Migration Plan v2 — Ready for Your Sign-Off

2026-04-23 late evening · plan went through independent review, now awaiting your go

TL;DR

You greenlit Option B from the Fresh Eyes Review. I wrote the full plan (v1), fired an independent reviewer + filed GitHub issue #28 for Jules. Reviewer flipped v1 to conditional NO-GO with 2 showstoppers + 4 sequencing errors + 7 naive Windows/Docker assumptions. All fixed in v2. Plan is 19 hours active execution over the weekend, then 24h clean-run + 72h parallel soak before old scheduled tasks come down.

Waiting on you: read v2 when you're rested, say "go" or "not yet." Nothing touches production until you do.

What reviewer caught and v2 fixes

Showstopper 1: v1 Phase 1 did COPY-and-DELETE of 3,500 Gemini rows, rollback required Gemini quota we don't have. → v2: COPY-only. tp3_memories stays read-only for 7+ days. DROP TABLE removed from sprint entirely.

Showstopper 2: v1 Phase 7 had DROP TABLE in same sprint with no soak. → v2: Dropped entirely.
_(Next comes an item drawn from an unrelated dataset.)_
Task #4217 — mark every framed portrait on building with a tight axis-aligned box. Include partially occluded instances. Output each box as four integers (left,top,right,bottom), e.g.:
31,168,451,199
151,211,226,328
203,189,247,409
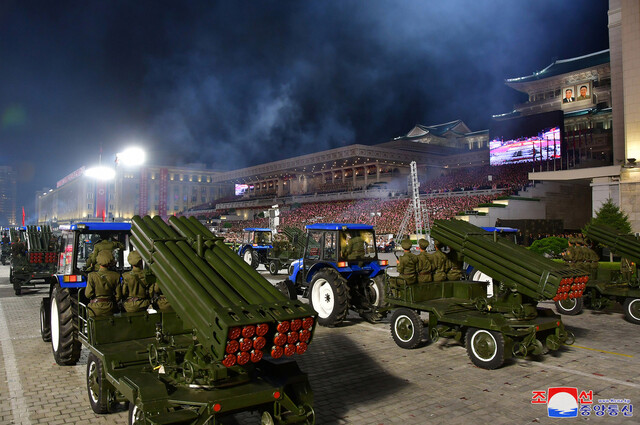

Follow-up ticket after 7+ days.

Sequencing: v1 ran risky re-embed (Phase 1) before cheap reversible wins (Phase 2). → v2 order: 0 → 2 → 1 → 3 → 4 → 5 → 6 → 7. Cheap first.
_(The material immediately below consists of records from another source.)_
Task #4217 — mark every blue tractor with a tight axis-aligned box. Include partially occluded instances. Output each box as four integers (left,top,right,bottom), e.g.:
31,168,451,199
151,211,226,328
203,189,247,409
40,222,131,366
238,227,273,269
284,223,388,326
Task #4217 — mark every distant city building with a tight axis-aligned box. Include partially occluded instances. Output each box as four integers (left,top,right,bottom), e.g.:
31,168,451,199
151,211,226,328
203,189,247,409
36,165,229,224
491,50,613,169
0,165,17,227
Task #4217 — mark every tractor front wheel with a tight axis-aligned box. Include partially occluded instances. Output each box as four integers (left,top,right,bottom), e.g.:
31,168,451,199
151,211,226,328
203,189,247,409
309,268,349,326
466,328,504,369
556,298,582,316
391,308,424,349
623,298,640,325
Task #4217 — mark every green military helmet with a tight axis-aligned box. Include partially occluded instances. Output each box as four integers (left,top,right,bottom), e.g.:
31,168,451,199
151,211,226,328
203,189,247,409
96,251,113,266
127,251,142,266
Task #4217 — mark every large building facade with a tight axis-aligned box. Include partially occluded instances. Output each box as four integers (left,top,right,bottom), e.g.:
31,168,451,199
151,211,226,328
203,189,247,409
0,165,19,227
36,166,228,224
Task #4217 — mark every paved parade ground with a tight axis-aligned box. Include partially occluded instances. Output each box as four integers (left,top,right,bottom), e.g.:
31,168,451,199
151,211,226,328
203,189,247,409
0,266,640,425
Port race: v1 Phase 3 started the container before stopping host worker → bind collision. → v2: stop host worker, kill PID, verify port 8944 empty, THEN docker compose up.

Healthcheck misconception: restart: always does NOT react to healthcheck failure — only on container exit. → v2: added willfarrell/autoheal sidecar that kills unhealthy containers so restart: always can relaunch them.
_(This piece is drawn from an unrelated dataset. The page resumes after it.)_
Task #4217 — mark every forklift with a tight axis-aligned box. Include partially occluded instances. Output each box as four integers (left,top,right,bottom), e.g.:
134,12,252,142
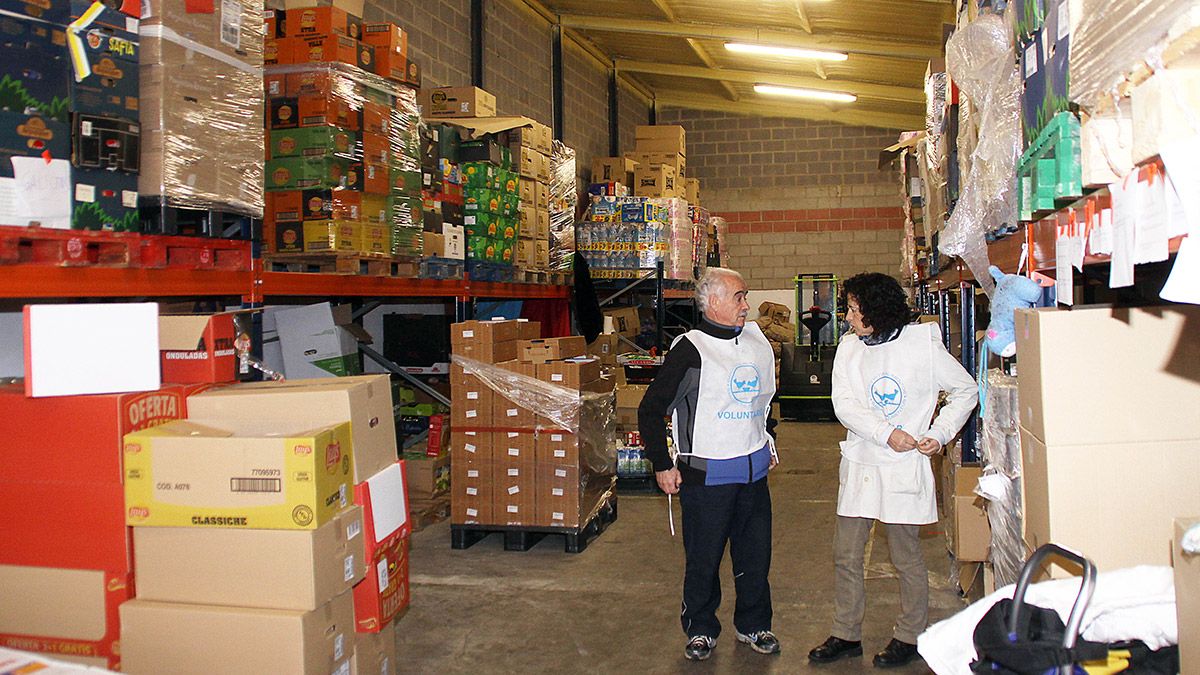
779,274,845,422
Windows/WSL2 gotcha: host.docker.internal needs extra_hosts + Ollama bound to 0.0.0.0, not the default 127.0.0.1. → v2: both enforced in Phase 0 preflight.

SQLite corruption risk: v1 bind-mounted the queue file into container — 9P/virtiofs has incomplete fcntl, concurrent access = corruption. → v2: named Docker volume, not bind mount.

Soak too short: 4h wouldn't have caught the 40h outage class. → v2: 24h clean-run + 72h parallel with old alarms still firing before anything gets deleted.

Docker Desktop auto-update: would fire mid-sprint and reset everything. → v2: disabled for the sprint in Phase 0.

What stays the same (reviewer confirmed good)

Architecture choice (Docker Compose + autoheal + one embed service + pinger) is correct.

Keeping Postgres + pgvector + MinIO + the 646K rows untouched is correct.

Ollama-only for the sprint (no Gemini calls) is correct given budget lockout.

Scheduled-task consolidation (26 → 6) is correct, just needs to happen after soak, not during.

When you decide

Go on v2

Phase 0 preflight starts when you reply. 90 min of read-only setup (backup + verify + .env parity + Ollama host fix + image pre-pulls). Nothing irreversible. If Phase 0 acceptance passes, I move to Phase 2 (kill Redis + SSE MCPs). If anything fails — Slack ping to you, no more progress until you say.

Not yet

Plan stays filed. No execution. You ask for more changes or wait for Jules comment on the GitHub issue. Current stack keeps running as-is (fragile but working).

Reading list (only if you want depth)

Full plan v2 (GitHub) — ~4,000 words, 8 phases, risk register, acceptance criteria
Reviewer memo (GitHub) — what the independent SRE flagged, phase by phase
GitHub issue #28 — where Jules will drop comments when he reviews
Fresh Eyes Review — the original three-agent report that started this

Timing

If you say go Friday morning: Phase 0–6 wrap Sat afternoon. 24h clean-run ends Sunday afternoon. 72h parallel-observer soak ends Wednesday. Old scheduled tasks come down Wednesday AM.
DC trip doesn't collide — sprint is done + soaked before May 29 pre-trip meeting.

You said "keep going" — plan is drafted, committed to repo, reviewed, revised, ready. Sleep. When you wake and say "go v2" I fire Phase 0.